Holiday shopping can be such a grind. You buy, you wrap, you hand it over – times 20. If you’re feeling overly cynical, try some Fair Trade gifting and offer your recipients the story behind their gifts as well.
Not unlike decoding the terms “organic” and “eco-friendly,” figuring out exactly what Fair Trade means and where to find the real deal can be confusing. With no one oversight or regulatory body, a variety of organizations offer Fair Trade certification.
Some distributors of handcrafts and gifty foodstuffs, such as coffee, tea and chocolate, do without a Fair Trade sticker or label on their products but tout their embrace of broad principles, promising they do business ethically.
Others have been through a careful screening process after developing long-term relationships with small farmers and artisan cooperatives around the world.
Most sell online or through small boutiques and shops.
“During the holidays we get all this stuff. It’s all about the stuff and we never take the time to think about where it came from and who made it,” said Renee Bowers, executive director of the Fair Trade Federation, based in Wilmington, Del.
“Fair Trade is really talking about a commitment and the relationship between a buyer and a seller as a method of poverty alleviation,” she said.
The Fair Trade Federation publishes its core principles at Fairtradefederation.org/principles. Transparency is a stalwart in the Fair Trade movement, but if you don’t want the hassle of digging deep into the business arrangements behind the baskets, home decor or accessories you choose as gifts, the federation has about 250 screened members in the United States and Canada.
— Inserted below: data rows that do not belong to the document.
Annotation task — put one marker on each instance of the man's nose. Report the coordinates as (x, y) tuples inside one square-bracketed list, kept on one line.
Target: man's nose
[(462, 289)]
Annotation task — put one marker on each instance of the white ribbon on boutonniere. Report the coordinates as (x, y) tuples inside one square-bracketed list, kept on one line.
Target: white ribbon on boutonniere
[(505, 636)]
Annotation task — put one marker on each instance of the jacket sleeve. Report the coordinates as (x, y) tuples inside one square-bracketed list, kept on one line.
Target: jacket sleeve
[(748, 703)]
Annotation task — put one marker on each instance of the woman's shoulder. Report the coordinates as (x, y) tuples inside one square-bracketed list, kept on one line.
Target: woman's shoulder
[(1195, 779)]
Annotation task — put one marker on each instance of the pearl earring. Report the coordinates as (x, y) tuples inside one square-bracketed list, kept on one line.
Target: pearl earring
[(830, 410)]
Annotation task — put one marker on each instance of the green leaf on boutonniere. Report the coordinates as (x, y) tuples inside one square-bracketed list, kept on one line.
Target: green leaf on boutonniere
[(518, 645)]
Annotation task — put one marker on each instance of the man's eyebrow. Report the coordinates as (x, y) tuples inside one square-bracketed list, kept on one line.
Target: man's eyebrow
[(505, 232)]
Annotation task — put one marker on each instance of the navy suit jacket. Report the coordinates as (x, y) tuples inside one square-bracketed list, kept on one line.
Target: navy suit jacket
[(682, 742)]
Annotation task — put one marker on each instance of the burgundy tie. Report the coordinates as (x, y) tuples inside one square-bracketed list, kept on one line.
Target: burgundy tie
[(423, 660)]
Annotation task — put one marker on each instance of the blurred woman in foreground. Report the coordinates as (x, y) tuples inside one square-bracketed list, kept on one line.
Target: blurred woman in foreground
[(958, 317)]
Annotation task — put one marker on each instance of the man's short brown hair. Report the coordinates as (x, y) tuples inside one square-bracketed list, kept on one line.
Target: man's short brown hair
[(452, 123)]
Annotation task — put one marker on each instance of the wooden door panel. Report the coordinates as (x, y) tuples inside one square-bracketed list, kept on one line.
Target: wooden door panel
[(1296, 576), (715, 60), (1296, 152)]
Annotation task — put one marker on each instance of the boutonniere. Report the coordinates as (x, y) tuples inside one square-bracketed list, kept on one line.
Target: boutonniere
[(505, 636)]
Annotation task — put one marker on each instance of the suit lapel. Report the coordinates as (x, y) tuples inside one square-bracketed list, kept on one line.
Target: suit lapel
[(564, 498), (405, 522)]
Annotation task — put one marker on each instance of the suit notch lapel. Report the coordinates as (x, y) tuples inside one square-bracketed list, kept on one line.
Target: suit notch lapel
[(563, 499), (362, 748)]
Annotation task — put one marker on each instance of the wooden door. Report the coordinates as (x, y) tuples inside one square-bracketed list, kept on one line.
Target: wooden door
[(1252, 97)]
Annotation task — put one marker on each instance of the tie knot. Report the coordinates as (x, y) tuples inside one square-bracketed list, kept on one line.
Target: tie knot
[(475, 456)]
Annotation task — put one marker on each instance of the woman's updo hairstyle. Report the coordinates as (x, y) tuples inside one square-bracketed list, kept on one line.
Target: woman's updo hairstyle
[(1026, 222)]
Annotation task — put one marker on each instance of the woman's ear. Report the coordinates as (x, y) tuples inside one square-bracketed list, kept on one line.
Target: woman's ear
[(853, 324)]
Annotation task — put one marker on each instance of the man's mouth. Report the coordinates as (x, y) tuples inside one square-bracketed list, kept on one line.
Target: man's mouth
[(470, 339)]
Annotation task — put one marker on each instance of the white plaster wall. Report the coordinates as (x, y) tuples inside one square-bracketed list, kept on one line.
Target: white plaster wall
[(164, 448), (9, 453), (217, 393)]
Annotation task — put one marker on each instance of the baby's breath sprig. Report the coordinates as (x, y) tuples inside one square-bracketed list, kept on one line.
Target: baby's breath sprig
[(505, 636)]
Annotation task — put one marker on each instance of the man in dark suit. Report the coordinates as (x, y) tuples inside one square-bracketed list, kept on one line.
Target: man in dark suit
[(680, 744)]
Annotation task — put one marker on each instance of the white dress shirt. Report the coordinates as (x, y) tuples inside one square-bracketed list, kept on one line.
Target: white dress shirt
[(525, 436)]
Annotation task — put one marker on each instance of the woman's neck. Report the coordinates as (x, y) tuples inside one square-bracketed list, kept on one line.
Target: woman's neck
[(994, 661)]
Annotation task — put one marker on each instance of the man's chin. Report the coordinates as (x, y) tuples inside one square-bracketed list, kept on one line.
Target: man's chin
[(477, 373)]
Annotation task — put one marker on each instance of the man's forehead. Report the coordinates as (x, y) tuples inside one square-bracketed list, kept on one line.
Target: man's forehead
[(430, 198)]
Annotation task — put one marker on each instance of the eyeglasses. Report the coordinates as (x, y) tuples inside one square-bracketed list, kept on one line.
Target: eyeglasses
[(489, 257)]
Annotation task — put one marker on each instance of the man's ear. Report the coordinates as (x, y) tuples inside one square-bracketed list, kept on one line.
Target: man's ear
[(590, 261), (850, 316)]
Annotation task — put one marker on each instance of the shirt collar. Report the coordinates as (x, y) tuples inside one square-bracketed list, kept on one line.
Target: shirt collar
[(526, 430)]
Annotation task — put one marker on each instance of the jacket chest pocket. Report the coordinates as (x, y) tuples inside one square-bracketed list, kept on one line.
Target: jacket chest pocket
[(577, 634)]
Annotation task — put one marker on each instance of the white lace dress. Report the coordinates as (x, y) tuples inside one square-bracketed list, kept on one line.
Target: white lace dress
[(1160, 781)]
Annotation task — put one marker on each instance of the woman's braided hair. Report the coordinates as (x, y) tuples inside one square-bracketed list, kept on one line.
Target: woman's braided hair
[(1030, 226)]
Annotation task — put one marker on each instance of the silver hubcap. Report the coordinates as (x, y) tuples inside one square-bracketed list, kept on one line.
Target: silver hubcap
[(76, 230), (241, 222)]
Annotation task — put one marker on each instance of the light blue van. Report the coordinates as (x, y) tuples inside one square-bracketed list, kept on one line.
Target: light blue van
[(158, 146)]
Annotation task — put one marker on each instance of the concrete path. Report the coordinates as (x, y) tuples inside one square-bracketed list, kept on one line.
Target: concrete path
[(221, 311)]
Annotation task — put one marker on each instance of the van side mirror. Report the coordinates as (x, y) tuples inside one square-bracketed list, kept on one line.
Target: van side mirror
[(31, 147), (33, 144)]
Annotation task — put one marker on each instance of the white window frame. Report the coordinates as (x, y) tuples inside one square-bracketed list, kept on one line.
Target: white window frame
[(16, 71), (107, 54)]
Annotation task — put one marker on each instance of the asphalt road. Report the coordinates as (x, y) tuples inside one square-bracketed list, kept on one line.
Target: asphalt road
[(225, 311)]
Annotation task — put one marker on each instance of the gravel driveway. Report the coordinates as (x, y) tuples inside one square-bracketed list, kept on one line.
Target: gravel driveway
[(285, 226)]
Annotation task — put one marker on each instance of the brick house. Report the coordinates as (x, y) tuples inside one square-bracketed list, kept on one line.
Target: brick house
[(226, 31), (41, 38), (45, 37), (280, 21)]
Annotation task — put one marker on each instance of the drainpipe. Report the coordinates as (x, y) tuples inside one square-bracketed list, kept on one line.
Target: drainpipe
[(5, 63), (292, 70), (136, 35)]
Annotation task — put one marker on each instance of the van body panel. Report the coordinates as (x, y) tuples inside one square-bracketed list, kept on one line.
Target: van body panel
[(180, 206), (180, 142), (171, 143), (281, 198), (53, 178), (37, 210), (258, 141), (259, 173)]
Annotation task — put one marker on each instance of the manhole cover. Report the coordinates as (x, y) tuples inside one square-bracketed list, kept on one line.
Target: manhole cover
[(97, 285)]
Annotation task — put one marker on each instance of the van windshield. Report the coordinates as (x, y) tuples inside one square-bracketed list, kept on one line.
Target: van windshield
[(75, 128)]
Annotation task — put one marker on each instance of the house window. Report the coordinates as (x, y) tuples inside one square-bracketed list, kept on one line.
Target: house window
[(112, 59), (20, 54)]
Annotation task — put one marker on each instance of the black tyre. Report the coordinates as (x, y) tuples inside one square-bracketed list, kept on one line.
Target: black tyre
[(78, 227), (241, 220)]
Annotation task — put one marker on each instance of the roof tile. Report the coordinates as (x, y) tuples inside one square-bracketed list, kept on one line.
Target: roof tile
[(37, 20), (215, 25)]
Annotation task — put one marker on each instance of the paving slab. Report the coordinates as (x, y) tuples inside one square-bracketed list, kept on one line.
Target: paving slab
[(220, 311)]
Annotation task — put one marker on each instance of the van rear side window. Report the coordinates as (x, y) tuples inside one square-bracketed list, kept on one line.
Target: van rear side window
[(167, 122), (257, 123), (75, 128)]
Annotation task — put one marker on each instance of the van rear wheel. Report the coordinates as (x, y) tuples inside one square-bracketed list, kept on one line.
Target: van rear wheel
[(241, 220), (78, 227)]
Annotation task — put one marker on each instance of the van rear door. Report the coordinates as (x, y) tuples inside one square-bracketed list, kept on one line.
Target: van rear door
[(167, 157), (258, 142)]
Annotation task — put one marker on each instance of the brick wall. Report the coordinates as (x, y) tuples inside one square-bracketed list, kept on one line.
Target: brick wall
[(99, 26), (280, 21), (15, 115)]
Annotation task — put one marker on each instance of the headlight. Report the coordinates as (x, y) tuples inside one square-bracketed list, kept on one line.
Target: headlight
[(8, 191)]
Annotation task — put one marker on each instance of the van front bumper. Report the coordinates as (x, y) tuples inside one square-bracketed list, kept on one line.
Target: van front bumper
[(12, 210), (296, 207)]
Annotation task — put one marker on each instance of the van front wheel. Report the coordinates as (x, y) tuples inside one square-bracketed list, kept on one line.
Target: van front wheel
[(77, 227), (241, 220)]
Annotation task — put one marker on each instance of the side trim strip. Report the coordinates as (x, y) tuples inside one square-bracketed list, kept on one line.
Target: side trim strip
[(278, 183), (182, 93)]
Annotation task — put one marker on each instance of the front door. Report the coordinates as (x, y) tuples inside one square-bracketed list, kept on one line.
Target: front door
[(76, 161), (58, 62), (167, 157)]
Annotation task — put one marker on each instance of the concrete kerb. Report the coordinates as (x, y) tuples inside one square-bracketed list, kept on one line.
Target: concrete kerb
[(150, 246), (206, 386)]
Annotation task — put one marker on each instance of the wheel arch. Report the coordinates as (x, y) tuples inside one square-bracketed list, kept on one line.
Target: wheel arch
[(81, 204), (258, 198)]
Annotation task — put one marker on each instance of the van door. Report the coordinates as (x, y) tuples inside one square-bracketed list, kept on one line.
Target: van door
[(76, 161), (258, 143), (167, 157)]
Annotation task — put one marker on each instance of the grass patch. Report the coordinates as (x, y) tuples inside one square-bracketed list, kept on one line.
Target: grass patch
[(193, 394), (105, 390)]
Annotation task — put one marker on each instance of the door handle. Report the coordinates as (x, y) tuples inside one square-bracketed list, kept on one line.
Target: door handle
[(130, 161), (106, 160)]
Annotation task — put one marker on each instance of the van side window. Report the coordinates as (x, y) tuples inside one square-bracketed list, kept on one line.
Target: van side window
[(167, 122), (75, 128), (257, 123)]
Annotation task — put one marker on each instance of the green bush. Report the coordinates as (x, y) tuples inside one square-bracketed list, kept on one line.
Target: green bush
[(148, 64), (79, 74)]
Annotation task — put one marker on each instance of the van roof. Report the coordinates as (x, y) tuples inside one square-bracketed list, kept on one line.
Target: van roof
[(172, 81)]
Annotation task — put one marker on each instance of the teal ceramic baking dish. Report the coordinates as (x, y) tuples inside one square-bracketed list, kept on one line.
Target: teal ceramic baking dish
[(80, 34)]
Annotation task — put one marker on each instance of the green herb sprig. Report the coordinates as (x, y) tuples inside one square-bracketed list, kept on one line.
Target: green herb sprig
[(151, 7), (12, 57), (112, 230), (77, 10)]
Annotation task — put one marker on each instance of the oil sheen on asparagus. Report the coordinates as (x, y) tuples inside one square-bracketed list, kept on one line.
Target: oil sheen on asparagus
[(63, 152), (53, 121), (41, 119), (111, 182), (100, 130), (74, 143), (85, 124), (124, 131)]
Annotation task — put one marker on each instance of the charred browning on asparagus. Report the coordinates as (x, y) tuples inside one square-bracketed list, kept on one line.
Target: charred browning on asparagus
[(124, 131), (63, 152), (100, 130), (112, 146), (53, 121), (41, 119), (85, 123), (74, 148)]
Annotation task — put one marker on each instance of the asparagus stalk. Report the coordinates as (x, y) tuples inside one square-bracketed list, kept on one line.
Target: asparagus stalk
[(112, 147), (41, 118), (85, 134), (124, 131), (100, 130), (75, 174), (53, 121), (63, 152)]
About 20 years ago, in the southeast forests of the Indian state of Rajasthan, a nature preserve was established to preserve the habitat of tigers. People living on the land for centuries were forced off, away from access to wood and water supplies.
Dastkar Ranthambore was established to help villagers relocate just outside the park and provide women a way to generate income.
Among their products are table coverings, placemats and bedspreads inspired by traditional animal murals. They’re created using a hand-blocked printing technique in earth tones, as well as bright blues, greens and yellows.
“The women have an open-air workshop where they work together doing embroidery and sewing,” Bowers said. “They’ve been able to, over time, build houses and really create a sustainable living situation.”
Roasting in small batches from its Humboldt location in Milwaukee’s Riverwest neighborhood, Alterra sources about 40 percent of its beans from Fair Trade-certified growers and the rest from small farmers “who are doing a good job in the way they treat the land, their workers and the environment,” says George Bregar, Alterra’s director of coffee. Alterra has developed strong relationships with small farmers in Latin America, east Africa and Indonesia, helping some of them gain access to financing.
For gift-giving, Alterra offers a 100-percent certified Fair Trade gift box, as well as “featured farms” gift boxes that feature coffees from some of the company’s favorite growers.
Handbags and other accessories made of recycled aluminum pull tabs from cans may not be for everyone, but Escama Studio in San Francisco connects their customers with women’s collectives in Brazil where their products are made.
Each item comes with a tag introducing the creator in Brasilia. The company’s website, Escamastudio.com, offers a place where the recipient can write a message to the gift’s creator. Escama translates the messages into Portuguese and sends them on.
Some of the Escama looks incorporate a traditional crochet technique into contemporary Western designs. In addition, the company funds computer literacy programs for those interested among the more than 100 women it works with.
“It’s kind of a cool example of how Fair Trade organizations are trying to innovate in order to support artisans,” Bowers said.
Giftier items include the small Smart Bag, with a fabric liner and detachable cross-body strap, and the Shaggy Bag, a “wristlette” with long fringe in black or silver.
We’ve all seen tote bags made of recyclables. The nonprofit Nomi Network, operating in Cambodia, employs women and girls who were victims of human sex trafficking or are at risk. They make tote bags out of colorful, graphic fish-feed and rice bags.
The Manhattan-based Nomi Network, named for a victim whom co-founder Diana Mao once met, partners with rehabilitation homes and other organizations in Cambodia to train and educate the women who sew the bags. The company also works with trafficking victims in India.
In addition to totes and wallets, Nomi sells a canvas bag with the slogan, “Buy Her Bag, Not Her Body.”
Key to the partnerships Nomi has in Cambodia is providing sustainable employment within the emotional support structure the traumatized women rely on, Bowers said. The company also helps connect them with training in other career fields.
Find the projects at Nominetwork.org.